OCALA, Florida (CelebrityAccess) — Country music singer and songwriter Mel Tillis died on Sunday morning at the Munroe Regional Medical Center in Ocala, Florida due to respiratory failure. He was 85.
Tillis battled intestinal issues since early 2016 and never fully recovered, a note from his publicist Don Murry Grubbs said in announcing Tillis’s passing.
Tillis underwent colon surgery in January 2016 after a serious bout of diverticulitis and contracted an infection that left him in intensive care for more than a month.
Tillis had a career in country music that spanned more than 6 decades and produced 35 Top Ten singles, six #1 hits (“I Ain’t Never,” “Coca-Cola Cowboy,” “Southern Rains,” “Good Woman Blues,” “Heart Healer,” and “I Believe In You”) and fans around the world.
Known for his affable personality, stuttering speech, and resonant baritone, Tillis easily straddled both traditional country and the Nashville sound that predominated the format during the height of his career in the 1970s.
A native of Florida, Tillis learned the drums and guitar at an early age and after briefly attending the University of Florida, he dropped out for a stint in the U.S. Air Force, where he formed his first band while stationed in Okinawa.
After returning to the US, Tillis made his way into professional songwriting, scoring early hits with “I’m Tired” (1957) and “Tupelo County Jail” (1958) for Webb Pierce, but made the transition to recording artist and performer with the help of Grand Ole Opry legend Minnie Pearl, who encouraged Tillis to perform some of his music.
“She’d get me off to one side and say, ‘Melvin, you’re gonna at least have to announce your songs, and then thank the folks,’” Mr.
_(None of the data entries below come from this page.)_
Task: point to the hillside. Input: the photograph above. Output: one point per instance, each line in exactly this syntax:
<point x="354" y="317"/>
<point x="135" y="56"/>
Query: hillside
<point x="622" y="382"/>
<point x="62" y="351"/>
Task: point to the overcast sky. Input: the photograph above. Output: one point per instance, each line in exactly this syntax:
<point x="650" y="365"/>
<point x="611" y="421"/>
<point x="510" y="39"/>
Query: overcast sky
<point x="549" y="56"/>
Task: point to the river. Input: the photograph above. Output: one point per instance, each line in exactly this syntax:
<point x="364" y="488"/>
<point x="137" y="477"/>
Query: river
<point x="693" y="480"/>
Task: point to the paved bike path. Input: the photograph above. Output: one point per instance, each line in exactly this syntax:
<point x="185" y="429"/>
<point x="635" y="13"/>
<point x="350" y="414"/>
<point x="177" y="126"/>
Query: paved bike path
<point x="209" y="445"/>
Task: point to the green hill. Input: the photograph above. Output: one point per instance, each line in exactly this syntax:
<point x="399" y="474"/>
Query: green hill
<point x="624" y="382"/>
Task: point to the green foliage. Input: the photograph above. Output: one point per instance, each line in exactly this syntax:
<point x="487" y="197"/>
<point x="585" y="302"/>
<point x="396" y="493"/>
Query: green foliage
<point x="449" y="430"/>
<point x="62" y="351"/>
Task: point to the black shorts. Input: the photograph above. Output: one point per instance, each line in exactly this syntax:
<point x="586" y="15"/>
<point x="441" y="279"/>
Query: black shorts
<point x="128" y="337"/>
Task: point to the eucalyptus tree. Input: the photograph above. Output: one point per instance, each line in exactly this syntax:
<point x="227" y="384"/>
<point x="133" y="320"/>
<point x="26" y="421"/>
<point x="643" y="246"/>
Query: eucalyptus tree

Tillis said in a 2002 interview with the International Songwriters Association.
“I was so bashful and scared,” Tillis added, “and she said, ‘If they laugh they’ll be laughing with you, not against you.’ And I began to tell anecdotes that had happened to me, and people would laugh. And I began to like that, you know.”
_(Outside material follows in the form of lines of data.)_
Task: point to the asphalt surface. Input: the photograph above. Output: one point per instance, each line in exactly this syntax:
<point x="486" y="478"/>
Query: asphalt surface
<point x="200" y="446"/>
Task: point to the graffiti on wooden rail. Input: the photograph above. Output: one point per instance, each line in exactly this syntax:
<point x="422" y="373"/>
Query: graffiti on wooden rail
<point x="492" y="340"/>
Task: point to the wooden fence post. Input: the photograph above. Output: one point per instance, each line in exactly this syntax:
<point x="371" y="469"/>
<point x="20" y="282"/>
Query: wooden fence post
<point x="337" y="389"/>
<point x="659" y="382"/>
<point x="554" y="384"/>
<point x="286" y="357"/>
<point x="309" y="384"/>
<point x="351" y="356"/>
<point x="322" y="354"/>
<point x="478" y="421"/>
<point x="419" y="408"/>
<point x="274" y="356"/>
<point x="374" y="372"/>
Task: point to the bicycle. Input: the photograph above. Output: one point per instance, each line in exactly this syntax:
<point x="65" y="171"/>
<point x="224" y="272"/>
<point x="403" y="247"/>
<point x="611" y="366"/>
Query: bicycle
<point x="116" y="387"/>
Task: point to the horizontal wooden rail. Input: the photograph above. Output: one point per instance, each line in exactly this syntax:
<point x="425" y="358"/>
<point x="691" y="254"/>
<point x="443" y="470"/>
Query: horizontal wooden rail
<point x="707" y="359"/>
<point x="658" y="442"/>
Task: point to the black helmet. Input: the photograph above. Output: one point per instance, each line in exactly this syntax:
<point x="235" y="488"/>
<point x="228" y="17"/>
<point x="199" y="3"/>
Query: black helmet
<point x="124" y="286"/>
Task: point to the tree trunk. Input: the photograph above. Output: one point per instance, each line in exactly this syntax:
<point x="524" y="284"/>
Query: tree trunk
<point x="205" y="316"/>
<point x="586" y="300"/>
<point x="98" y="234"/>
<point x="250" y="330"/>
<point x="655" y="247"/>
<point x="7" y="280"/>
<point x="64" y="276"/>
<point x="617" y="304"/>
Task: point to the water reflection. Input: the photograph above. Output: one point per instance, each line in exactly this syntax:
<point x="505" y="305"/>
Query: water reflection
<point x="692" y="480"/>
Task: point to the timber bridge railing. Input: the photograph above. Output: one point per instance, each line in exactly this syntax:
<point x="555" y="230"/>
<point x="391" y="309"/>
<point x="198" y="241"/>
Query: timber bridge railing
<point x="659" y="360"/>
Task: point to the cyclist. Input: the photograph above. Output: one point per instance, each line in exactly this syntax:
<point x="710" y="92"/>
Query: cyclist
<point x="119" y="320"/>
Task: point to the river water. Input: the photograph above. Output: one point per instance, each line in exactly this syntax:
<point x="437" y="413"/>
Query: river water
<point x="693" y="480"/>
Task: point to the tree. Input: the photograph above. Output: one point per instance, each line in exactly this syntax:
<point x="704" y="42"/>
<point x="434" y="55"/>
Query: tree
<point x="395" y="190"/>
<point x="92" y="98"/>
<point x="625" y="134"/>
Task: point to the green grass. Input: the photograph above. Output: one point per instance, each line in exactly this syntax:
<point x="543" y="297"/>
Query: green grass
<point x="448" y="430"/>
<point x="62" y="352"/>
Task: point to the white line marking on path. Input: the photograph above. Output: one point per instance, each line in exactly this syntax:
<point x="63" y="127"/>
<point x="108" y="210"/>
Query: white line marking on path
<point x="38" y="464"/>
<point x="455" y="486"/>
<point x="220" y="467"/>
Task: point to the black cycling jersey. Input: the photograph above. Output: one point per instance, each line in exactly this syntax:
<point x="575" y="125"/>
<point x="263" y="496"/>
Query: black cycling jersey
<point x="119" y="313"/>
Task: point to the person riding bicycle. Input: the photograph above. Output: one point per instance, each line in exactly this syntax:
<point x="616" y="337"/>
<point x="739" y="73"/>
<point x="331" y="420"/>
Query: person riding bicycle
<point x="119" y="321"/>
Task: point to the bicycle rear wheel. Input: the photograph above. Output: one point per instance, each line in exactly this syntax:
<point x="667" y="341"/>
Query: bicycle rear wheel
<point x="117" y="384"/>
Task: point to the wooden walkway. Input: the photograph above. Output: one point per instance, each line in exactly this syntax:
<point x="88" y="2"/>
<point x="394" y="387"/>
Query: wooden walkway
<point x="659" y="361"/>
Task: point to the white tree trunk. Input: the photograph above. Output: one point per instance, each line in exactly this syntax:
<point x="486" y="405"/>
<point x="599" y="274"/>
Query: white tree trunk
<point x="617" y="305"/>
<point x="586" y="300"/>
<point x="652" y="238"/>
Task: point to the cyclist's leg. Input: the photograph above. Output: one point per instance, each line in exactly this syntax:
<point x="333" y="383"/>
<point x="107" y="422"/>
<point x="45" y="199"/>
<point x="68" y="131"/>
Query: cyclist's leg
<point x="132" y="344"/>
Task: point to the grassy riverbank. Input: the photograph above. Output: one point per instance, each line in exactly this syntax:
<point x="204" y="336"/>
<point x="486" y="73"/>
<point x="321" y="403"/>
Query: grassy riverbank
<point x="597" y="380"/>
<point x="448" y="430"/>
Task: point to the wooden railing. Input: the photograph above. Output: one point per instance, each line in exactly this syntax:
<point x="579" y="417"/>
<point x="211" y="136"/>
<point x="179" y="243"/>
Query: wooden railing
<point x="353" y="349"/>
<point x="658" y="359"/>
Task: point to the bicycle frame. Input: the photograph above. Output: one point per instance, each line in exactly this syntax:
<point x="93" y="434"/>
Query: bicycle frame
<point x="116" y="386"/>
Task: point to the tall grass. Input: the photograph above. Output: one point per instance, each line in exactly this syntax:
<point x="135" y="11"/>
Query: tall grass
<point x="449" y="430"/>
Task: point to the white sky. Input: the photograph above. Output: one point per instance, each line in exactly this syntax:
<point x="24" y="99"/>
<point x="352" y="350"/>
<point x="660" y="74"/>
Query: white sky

Tillis went on to record more than 60 albums and scoring almost 30 top ten country hits in the 1970s alone.
Tillis was also a canny businessman and invested in a number of successful business ventures, including song publishing, a farm that raises cattle, and tobacco, and a branded theater in Branson, Missouri.
Tillis was a member of the Country Music Hall of Fame; a member of the Grand Ole Opry, a recipient of the National Medal of Arts; and was named as Tillis Songwriter of the Decade for two decades by Broadcast Music Inc. (BMI).
The Country Music Hall of Famer leaves behind six children (Pam Tillis, Connie Tillis, Cindy Shorey, Sonny Tillis, Carrie April Tillis, and Hannah Puryear), six grandchildren, a great-grandson, a sister (Linda Crosby) and brother (Richard Tillis), the mother of five of his children (Doris Tillis), his longtime partner (Kathy DeMonaco), and many lifelong friends and fans around the world.
The Tillis family will soon release more information regarding funeral services in Florida and Nashville.